Please help me graciously accept this gift

Anonymous
Anonymous wrote:Why did you cry?


Did you miss the little detail about Depression? It makes you so exhausted and unable to function.
Anonymous
Anonymous wrote:
Anonymous wrote:Why did you cry?


Did you miss the little detail about Depression? It makes you so exhausted and unable to function.


+1 If you know, you know. Hang in there, OP.
Anonymous
OP. Thanks to those who gave me a script. I am normally the queen of thank you notes, but cannot muster anything beyond the desire to lock myself in a dark closet 6,000 miles away from any human right this second. You helped me get the job done.
Anonymous
Hard to emphasize with this one.
Anonymous
Anonymous wrote:Hard to emphasize with this one.


Is it?

Then go do some research about depression and other mental health disorders. Like any DISEASE, depression has symptoms.

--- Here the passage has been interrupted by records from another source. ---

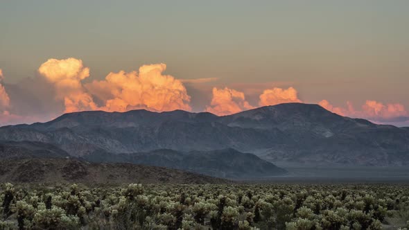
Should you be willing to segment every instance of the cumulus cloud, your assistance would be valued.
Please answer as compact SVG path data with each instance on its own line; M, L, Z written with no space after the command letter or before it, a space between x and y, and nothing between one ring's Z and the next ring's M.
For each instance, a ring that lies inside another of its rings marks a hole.
M49 59L40 67L38 72L53 85L55 99L64 102L65 112L98 109L81 82L89 76L89 69L84 67L82 60Z
M103 110L191 110L191 98L182 82L163 75L166 69L165 64L143 65L139 73L110 73L104 80L94 80L85 87L104 103Z
M243 92L231 89L213 88L213 98L206 111L219 116L235 114L254 108L245 100Z
M333 113L336 113L337 114L341 116L346 116L346 111L345 109L340 107L335 107L333 106L328 100L322 100L318 103L318 105L321 105L323 108L328 111L331 111Z
M4 111L10 105L10 97L3 85L3 71L0 69L0 112Z
M293 87L287 89L275 87L271 89L266 89L259 96L259 105L275 105L281 103L301 103L298 98L297 90Z
M368 100L359 110L356 110L349 102L347 103L346 107L334 107L327 100L322 100L318 104L326 109L342 116L363 118L375 123L409 121L409 113L399 103L383 104Z

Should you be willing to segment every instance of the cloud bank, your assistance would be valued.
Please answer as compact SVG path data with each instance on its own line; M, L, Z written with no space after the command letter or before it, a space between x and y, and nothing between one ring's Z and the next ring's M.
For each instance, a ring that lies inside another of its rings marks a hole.
M177 79L164 74L166 70L163 63L146 64L138 71L111 72L103 80L85 82L90 70L81 60L49 59L40 66L37 76L7 85L0 69L0 125L43 122L64 112L85 110L191 111L192 105L200 103L201 108L195 110L225 116L254 108L246 99L245 88L239 91L229 85L214 87L217 78ZM254 100L258 106L303 102L292 87L265 89L259 95L259 92L250 96L258 98L258 101ZM327 100L318 104L342 116L375 123L409 123L409 113L400 103L367 100L356 109L349 101L343 107L333 106Z
M213 98L206 111L219 116L235 114L254 108L245 100L243 92L231 89L213 88Z
M293 87L287 89L273 88L266 89L260 95L259 106L275 105L282 103L301 103L297 90Z
M356 109L349 101L345 107L334 107L327 100L322 100L318 104L324 109L342 116L363 118L378 123L409 121L409 113L399 103L383 104L367 100L360 109Z
M102 110L191 110L186 88L180 80L164 75L166 69L164 64L143 65L139 73L110 73L104 80L94 80L85 87L104 102Z

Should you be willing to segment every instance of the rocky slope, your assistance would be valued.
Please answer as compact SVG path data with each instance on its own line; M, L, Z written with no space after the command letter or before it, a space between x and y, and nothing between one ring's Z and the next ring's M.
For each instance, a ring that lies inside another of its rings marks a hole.
M133 154L95 152L82 157L92 162L126 162L177 168L212 177L226 178L265 177L286 171L254 154L234 149L188 152L157 150Z
M220 184L226 180L162 167L130 163L92 163L73 159L8 159L0 161L0 183Z
M51 143L72 156L234 148L272 162L409 165L409 130L343 117L317 105L281 104L225 116L184 111L67 114L0 128L0 140Z

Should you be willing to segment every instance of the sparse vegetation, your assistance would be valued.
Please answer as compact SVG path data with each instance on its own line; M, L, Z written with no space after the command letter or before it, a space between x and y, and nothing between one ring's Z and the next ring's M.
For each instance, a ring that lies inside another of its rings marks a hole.
M3 184L0 229L404 229L409 227L408 188Z

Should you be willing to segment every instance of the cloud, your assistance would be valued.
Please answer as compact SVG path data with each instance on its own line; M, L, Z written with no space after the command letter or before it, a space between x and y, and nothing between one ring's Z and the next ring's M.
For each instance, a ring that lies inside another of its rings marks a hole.
M345 109L333 106L327 100L322 100L318 103L318 105L321 105L323 108L328 111L331 111L333 113L336 113L337 114L341 116L346 116L346 111Z
M334 107L327 100L318 103L326 109L353 118L363 118L375 123L400 122L409 121L409 113L399 103L383 104L376 100L367 100L360 110L356 110L352 104L347 102L346 107Z
M181 80L163 75L165 64L143 65L139 73L110 73L104 80L86 84L88 91L103 102L101 109L123 112L191 110L191 100Z
M231 89L213 88L213 98L206 111L225 116L254 108L246 100L243 92Z
M287 89L277 87L272 89L266 89L259 96L259 105L266 106L281 103L301 103L297 94L297 90L293 87L289 87Z
M3 85L3 71L0 69L0 112L4 111L10 105L10 97Z
M64 102L65 112L98 109L81 82L89 76L89 69L84 67L82 60L49 59L40 67L38 72L54 86L55 99Z

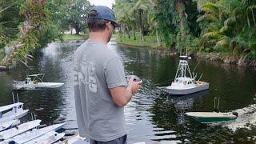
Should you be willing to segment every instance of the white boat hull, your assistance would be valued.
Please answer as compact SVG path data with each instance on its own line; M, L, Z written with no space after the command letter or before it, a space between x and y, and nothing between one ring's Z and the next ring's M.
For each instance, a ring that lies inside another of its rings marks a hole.
M166 87L166 90L168 94L174 94L174 95L186 95L192 93L196 93L198 91L205 90L209 89L209 83L201 82L201 85L196 85L196 86L194 87L174 87L172 86L169 86Z
M0 132L10 128L13 126L18 125L20 123L19 120L10 120L6 122L0 123Z
M29 110L20 110L18 113L14 113L13 114L2 115L0 118L0 122L6 122L10 120L18 119L27 114Z
M232 113L217 112L188 112L186 115L201 123L213 123L235 120L237 115Z
M63 142L59 142L58 144L74 144L74 143L81 143L81 144L90 144L90 139L86 138L80 137L79 135L74 135L71 138L66 139Z
M55 131L50 131L42 136L33 139L30 142L26 142L26 144L49 144L54 143L61 138L62 138L65 135L65 133L57 133Z
M25 143L26 142L31 141L34 138L38 138L46 133L49 133L52 130L58 130L61 129L65 123L51 125L49 126L43 127L42 129L34 129L31 131L27 131L26 133L17 135L12 138L6 140L6 142L14 141L16 143Z
M5 131L0 132L0 139L8 139L40 125L41 120L28 122Z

Would it be "hard to empathize" with a cancer patient, or someone suffering from Parkinson's, even if they were doing relatively well and were technically able-bodied? Hmm?

You're an uneducated asshole. Do a little research, come back, and apologize and offer that empathy that was so hard to find because you are ignorant.
Anonymous
Anonymous wrote:
Anonymous wrote:Hard to emphasize with this one.


Is it?

Then go do some research about depression and other mental health disorders. Like any DISEASE, depression has symptoms.

Would it be "hard to empathize" with a cancer patient, or someone suffering from Parkinson's, even if they were doing relatively well and were technically able-bodied? Hmm?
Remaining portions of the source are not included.